Two MPs have tabled a bill that aims to regulate and tax short-term property rentals like Airbnb.
According to Disy deputy Averof Neophytou, who co-authored the legislative proposal, approximately one-third of tourists stay in unregistered accommodation.
The bill aims to control this ‘illegality’, he added.
The proposal, which Neophytou said should go before the plenum before parliament breaks up for the summer holidays, amends the law on hotel and tourism accommodation by adding clauses setting out technical, operational and health specifications for self-catering accommodations such as those leased via Airbnb.
It will also create a registry of self-catering accommodation. The registry will be maintained by the Cyprus Tourism Organisation.
Anyone renting out their property short-term would be legally required to register.

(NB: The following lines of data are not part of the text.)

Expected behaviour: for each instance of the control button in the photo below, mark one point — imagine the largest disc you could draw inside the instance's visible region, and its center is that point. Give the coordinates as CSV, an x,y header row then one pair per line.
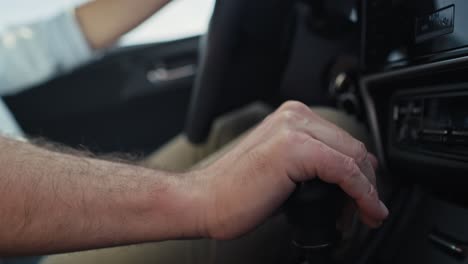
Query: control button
x,y
448,245
435,132
460,133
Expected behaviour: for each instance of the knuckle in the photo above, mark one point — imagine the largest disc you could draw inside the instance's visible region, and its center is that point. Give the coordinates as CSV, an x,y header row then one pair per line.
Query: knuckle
x,y
351,169
372,192
361,152
295,106
285,117
296,138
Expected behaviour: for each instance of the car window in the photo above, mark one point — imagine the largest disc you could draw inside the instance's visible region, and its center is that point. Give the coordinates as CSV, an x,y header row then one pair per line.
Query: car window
x,y
179,19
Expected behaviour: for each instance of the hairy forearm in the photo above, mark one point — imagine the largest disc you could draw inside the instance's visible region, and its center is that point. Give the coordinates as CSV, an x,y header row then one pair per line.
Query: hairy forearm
x,y
104,21
52,202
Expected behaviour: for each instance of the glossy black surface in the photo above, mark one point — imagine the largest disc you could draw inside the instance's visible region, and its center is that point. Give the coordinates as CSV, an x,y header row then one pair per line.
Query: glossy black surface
x,y
401,33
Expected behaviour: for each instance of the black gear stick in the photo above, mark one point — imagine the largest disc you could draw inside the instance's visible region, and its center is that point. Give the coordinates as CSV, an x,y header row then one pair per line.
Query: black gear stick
x,y
313,211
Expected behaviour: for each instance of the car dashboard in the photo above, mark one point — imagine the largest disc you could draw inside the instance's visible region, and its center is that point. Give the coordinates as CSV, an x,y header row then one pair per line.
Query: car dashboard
x,y
415,93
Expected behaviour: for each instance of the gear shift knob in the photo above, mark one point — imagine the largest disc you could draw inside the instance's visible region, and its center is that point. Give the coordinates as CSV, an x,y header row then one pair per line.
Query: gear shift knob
x,y
313,211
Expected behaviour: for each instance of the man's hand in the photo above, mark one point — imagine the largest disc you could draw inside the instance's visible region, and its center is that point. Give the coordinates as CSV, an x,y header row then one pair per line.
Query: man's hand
x,y
244,187
104,21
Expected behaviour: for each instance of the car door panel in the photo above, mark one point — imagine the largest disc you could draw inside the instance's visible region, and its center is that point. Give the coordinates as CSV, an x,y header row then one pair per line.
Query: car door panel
x,y
132,99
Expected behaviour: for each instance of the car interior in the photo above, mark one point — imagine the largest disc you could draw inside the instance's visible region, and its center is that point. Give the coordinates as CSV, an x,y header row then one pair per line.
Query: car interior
x,y
400,67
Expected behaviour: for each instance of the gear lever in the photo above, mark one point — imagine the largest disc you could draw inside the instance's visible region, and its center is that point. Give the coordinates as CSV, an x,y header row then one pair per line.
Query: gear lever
x,y
313,211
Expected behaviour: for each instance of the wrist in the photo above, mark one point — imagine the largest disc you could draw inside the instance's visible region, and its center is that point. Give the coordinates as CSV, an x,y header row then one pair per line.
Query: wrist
x,y
179,203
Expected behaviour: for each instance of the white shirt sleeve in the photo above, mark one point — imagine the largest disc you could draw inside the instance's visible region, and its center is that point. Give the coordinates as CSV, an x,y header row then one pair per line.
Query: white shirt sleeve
x,y
31,54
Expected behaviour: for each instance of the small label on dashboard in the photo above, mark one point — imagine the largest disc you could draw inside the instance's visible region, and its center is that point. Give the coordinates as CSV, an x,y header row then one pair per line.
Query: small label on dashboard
x,y
436,24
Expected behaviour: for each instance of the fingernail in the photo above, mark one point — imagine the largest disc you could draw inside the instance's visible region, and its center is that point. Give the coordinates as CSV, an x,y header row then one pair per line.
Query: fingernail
x,y
384,208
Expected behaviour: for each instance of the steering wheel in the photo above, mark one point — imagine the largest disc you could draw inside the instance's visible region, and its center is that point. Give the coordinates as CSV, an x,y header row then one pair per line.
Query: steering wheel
x,y
242,58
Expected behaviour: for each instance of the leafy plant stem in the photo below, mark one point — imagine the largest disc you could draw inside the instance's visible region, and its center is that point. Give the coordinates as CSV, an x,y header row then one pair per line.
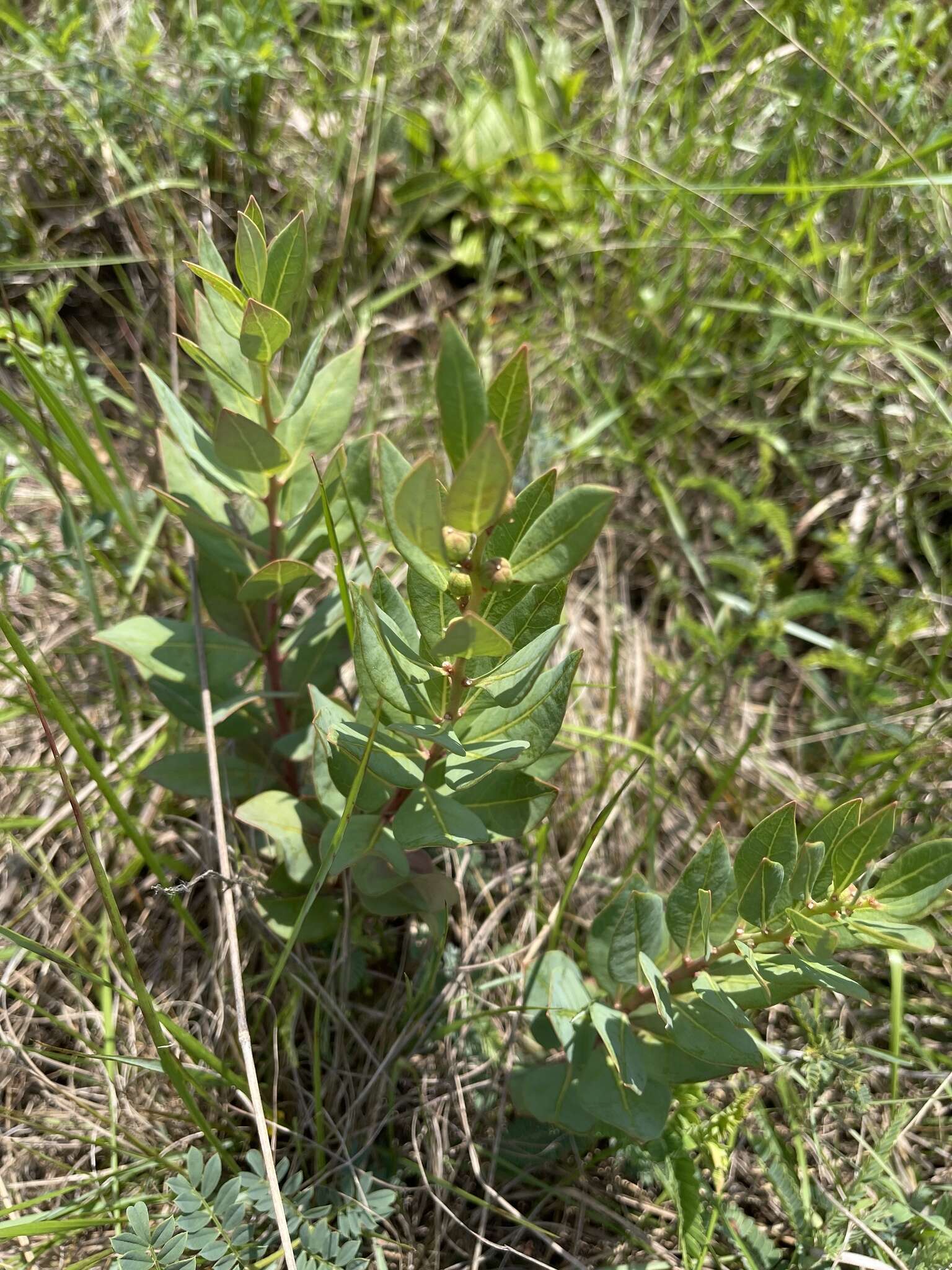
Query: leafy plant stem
x,y
227,901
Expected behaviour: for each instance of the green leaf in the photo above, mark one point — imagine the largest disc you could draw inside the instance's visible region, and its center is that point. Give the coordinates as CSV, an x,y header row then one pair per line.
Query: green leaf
x,y
291,824
167,649
225,352
482,484
195,441
658,985
640,929
287,262
639,1117
714,1029
361,836
536,719
626,1053
760,898
857,849
711,871
392,469
432,819
471,637
250,255
530,505
508,682
828,831
227,313
563,535
219,283
282,578
263,332
555,986
254,214
418,512
885,931
509,401
774,838
511,804
432,609
478,762
320,406
915,878
213,368
461,395
249,448
188,775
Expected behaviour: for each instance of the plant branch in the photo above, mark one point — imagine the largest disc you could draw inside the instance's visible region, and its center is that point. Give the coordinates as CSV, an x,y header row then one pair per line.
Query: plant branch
x,y
227,901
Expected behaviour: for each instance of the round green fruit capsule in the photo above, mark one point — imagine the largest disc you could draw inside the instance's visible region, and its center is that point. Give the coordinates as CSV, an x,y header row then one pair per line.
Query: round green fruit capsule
x,y
457,544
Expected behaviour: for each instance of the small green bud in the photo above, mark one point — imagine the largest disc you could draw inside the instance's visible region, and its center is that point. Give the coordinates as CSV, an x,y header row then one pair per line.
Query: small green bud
x,y
457,544
460,585
496,574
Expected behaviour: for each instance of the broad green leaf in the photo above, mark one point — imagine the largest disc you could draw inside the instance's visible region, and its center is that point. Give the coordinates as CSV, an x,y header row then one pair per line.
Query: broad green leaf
x,y
480,486
511,804
471,637
254,214
195,441
432,819
227,314
760,897
622,1047
220,285
509,401
508,682
461,774
203,510
392,470
394,760
361,836
711,871
250,255
214,370
828,831
225,352
658,985
563,535
167,649
282,578
549,1094
774,838
432,609
861,846
249,448
640,1117
291,824
883,930
539,610
710,1026
287,262
418,512
640,929
389,600
557,987
530,505
536,719
915,878
188,775
785,974
464,411
319,407
263,332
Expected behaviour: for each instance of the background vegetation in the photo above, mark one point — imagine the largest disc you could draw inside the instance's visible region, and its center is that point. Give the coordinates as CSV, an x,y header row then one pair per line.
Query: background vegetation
x,y
723,230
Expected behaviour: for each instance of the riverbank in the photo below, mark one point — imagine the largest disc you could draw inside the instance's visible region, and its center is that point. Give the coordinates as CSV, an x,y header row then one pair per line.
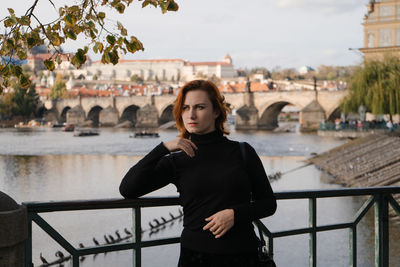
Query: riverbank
x,y
373,160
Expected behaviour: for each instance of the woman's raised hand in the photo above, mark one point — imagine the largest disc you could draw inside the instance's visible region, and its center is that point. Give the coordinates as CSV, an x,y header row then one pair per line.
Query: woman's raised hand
x,y
220,223
183,144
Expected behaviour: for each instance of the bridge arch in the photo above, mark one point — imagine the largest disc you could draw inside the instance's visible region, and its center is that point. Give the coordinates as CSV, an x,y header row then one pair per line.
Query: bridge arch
x,y
167,115
40,111
335,114
63,115
269,117
129,114
94,114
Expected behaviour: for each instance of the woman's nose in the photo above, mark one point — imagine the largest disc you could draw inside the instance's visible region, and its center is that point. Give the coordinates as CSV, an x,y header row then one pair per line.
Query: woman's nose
x,y
192,113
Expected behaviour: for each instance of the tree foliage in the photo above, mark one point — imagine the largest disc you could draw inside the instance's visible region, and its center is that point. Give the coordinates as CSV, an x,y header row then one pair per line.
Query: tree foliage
x,y
78,18
24,100
59,89
376,85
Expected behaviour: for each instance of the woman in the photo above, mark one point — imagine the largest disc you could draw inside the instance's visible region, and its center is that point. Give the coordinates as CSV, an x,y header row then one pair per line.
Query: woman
x,y
215,184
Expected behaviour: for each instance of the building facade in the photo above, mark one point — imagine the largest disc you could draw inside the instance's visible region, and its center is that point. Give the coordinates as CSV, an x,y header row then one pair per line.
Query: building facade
x,y
381,29
147,70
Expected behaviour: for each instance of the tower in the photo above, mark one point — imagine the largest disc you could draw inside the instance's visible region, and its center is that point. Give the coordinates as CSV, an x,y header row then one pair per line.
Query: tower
x,y
381,29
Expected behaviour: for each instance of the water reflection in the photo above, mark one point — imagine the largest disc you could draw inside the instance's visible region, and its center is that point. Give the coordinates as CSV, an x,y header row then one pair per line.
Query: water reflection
x,y
97,175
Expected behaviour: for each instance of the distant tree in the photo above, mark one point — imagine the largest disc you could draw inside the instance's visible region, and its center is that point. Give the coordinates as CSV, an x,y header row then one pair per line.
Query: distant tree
x,y
376,85
24,101
266,73
81,18
136,78
6,104
215,80
59,89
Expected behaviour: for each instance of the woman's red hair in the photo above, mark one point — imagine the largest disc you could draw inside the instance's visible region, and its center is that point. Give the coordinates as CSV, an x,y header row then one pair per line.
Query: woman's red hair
x,y
217,100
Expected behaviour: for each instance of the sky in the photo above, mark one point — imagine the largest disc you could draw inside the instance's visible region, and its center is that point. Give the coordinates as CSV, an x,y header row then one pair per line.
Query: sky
x,y
256,33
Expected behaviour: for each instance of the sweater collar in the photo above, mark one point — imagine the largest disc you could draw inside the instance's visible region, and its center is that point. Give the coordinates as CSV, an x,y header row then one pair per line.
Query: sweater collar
x,y
208,138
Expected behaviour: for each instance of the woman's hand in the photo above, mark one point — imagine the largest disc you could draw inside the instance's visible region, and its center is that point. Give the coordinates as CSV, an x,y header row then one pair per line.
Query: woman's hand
x,y
220,222
183,144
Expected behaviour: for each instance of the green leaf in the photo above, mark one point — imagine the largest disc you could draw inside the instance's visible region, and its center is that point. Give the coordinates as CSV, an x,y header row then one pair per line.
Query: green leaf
x,y
21,53
70,34
70,19
172,6
49,63
111,39
120,8
10,22
24,81
24,20
123,31
114,57
79,58
101,15
31,42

Neophytou claimed the change would benefit thousands of households, since people would be able to rent their country villas or flats out short-term. In some cases, he predicted, the earnings might exceed a household’s normal income.
The income would then be taxed.
Although Neophytou said this sort of activity is currently illegal, it was not entirely clear whether this is true.
It’s understood that other than single-day leasing, which is unlawful, short-term leasing is not illegal.
Neophytou demurred when asked about the hoteliers’ position on the matter, saying only that regardless of their views the proposed measure “will help normal folk and households.”
The Disy MP suggested that a ‘transition period’ might be implemented once the law is passed.
Edek MP Elias Myrianthous, the bill’s other author, said that at a later stage parliament would be addressing the issue of the short-term rental of flats within apartment blocks.
Angelos Votsis, chair of the House commerce committee, explained that the bill refers to self-catering furnished tourism accommodation, and will mandate that these be leased in whole and not in part.
During an earlier discussion in parliament, it was said that at present there are some 20,000 country homes and holiday cottages that are unregulated but leased online.